The answer depends on whether you mean is any planet bigger than any star (Case 1), or whether the planet and star have to be in the same system and have been discovered/measured (Case 2), rather than just that they could exist in principle. There is also now a Case 3 which would be planets orbiting compact objects like neutron stars and white dwarfs.
The answer to Case 1 is yes - planets can be demonstrably bigger than stars. The answer to Case 2 is that whilst such systems may exist in principle, they are probably rare and there are not yet (in late 2024) any reported examples. The answer to Case 3 is yes; there are now several planets known orbiting both neutron stars and white dwarfs that are almost certainly bigger than the compact star.
An interesting suggestion is that a young exoplanet might offer the best chance of being bigger than its host star. This is because the contraction timescale of a giant planet is longer than the pre main sequence contraction timescale of its star. The curves in the plot above for 1 Gyr and 10 Gyr show this effect, but it is even more extreme for ages $0.1$ Gyr. Thus the best chance of finding planets bigger than their host stars is to look at young systems in star forming regions. Some of these may already have been found using direct imaging, though in my opinion these quite high-mass "exoplanets" ($>5$ Jupiter masses) orbiting at very large distances ($>100$ au) are more like binary brown dwarfs.
Case 3
There are now examples of planets that orbits compact stars (neutron stars and brown dwarfs). In fact some of the first exoplanets discovered were around pulsars. Even the least massive of these "pulsar planets" is likely to be bigger than the $\sim$10 km radius of the neutron star it orbits.
There are also now examples of giant planets found around white dwarfs. Since white dwarfs are around the same size of the Earth, a giant planet would certainly be larger.

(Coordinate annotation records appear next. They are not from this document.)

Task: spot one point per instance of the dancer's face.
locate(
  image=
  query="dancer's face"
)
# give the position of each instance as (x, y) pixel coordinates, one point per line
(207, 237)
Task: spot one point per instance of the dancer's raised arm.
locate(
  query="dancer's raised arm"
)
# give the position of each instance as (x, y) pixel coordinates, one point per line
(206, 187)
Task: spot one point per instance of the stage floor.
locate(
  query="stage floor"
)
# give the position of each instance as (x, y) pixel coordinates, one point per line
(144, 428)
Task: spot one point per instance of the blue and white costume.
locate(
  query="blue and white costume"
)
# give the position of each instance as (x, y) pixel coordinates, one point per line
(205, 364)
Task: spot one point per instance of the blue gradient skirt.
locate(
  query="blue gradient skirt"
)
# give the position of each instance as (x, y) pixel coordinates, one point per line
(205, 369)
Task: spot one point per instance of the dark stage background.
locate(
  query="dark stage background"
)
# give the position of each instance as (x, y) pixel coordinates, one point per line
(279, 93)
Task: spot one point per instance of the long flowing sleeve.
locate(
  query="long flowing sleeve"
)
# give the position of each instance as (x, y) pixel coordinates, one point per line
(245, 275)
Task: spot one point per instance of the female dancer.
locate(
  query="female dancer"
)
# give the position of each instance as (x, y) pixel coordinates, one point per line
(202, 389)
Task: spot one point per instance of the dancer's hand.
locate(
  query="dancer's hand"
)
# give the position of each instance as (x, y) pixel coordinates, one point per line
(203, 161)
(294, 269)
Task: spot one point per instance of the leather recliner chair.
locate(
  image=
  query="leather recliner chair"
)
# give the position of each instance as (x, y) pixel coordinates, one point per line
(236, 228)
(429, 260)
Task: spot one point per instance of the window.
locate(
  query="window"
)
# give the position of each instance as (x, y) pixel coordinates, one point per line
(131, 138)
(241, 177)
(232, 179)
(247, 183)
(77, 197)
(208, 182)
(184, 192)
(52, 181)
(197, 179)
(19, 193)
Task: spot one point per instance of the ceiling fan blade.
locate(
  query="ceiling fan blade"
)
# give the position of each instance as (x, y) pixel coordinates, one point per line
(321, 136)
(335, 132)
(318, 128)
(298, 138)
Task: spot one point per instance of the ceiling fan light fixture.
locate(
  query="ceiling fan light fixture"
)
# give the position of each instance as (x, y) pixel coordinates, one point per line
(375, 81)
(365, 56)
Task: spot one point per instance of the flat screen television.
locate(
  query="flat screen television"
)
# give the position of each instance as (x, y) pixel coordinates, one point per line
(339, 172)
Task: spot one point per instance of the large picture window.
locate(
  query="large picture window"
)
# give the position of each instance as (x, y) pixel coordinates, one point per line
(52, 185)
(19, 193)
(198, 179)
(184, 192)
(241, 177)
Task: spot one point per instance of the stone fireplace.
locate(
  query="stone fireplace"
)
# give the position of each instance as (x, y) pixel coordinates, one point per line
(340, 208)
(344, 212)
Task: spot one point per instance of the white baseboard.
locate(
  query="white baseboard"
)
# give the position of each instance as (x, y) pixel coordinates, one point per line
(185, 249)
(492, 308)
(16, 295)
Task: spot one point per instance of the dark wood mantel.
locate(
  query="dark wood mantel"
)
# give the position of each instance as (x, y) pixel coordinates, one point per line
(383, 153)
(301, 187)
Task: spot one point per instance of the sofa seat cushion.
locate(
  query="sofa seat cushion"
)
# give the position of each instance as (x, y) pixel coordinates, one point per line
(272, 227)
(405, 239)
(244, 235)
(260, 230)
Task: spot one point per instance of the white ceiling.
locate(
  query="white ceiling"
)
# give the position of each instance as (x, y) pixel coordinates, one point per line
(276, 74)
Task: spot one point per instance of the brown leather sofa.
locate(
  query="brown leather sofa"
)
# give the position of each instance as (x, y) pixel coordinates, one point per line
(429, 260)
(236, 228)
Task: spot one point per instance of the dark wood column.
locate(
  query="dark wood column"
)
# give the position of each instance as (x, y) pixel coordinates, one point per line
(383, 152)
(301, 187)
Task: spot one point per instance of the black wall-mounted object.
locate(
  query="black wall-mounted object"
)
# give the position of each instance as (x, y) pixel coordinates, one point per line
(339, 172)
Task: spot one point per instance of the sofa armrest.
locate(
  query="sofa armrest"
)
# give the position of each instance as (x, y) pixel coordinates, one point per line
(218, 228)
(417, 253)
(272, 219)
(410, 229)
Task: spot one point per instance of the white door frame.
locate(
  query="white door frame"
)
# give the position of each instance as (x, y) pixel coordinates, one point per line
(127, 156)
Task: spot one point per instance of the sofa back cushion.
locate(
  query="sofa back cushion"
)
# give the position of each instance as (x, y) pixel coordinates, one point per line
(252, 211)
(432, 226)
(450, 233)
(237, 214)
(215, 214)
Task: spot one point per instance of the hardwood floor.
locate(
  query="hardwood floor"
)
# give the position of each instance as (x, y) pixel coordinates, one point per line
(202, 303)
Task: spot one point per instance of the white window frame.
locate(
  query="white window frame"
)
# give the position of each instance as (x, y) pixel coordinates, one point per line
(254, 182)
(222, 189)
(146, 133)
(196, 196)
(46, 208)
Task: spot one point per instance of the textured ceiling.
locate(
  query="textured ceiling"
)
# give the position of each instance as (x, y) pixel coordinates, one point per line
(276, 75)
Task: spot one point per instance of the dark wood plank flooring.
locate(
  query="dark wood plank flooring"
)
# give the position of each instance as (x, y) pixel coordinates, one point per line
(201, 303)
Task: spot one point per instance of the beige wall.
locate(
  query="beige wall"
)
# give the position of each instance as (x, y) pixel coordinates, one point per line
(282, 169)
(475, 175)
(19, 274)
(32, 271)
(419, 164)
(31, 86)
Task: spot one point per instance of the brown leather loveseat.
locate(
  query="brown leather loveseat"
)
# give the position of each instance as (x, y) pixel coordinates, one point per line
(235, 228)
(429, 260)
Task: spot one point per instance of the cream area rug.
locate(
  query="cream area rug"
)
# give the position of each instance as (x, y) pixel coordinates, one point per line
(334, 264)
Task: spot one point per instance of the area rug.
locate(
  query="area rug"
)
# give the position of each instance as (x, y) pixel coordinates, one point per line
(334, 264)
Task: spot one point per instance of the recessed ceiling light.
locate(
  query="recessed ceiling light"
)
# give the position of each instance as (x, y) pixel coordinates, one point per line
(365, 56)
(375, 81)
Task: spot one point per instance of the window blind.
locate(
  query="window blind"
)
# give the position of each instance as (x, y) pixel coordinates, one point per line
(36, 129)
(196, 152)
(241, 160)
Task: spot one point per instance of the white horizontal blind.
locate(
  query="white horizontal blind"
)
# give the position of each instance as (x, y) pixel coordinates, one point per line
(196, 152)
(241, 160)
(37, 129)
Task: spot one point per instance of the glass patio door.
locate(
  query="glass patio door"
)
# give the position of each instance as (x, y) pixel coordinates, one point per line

The difficulty is in constraining the mass of the potential planet to be less than that of a brown dwarf (roughly 14 Jupiter masses). An example is WD 1856+534, which eclipses the brown dwarf and very likely has a mass less than 14 times that of Jupiter and is roughly the same size as Jupiter.
JWST has also directly imaged two planetary candidates around two white dwarfs (Mullally et al. 2024). These are likely to have mass in the range 1-7 Jupiter masses and must be far bigger than the white dwarfs, or they wouldn't be visible at all.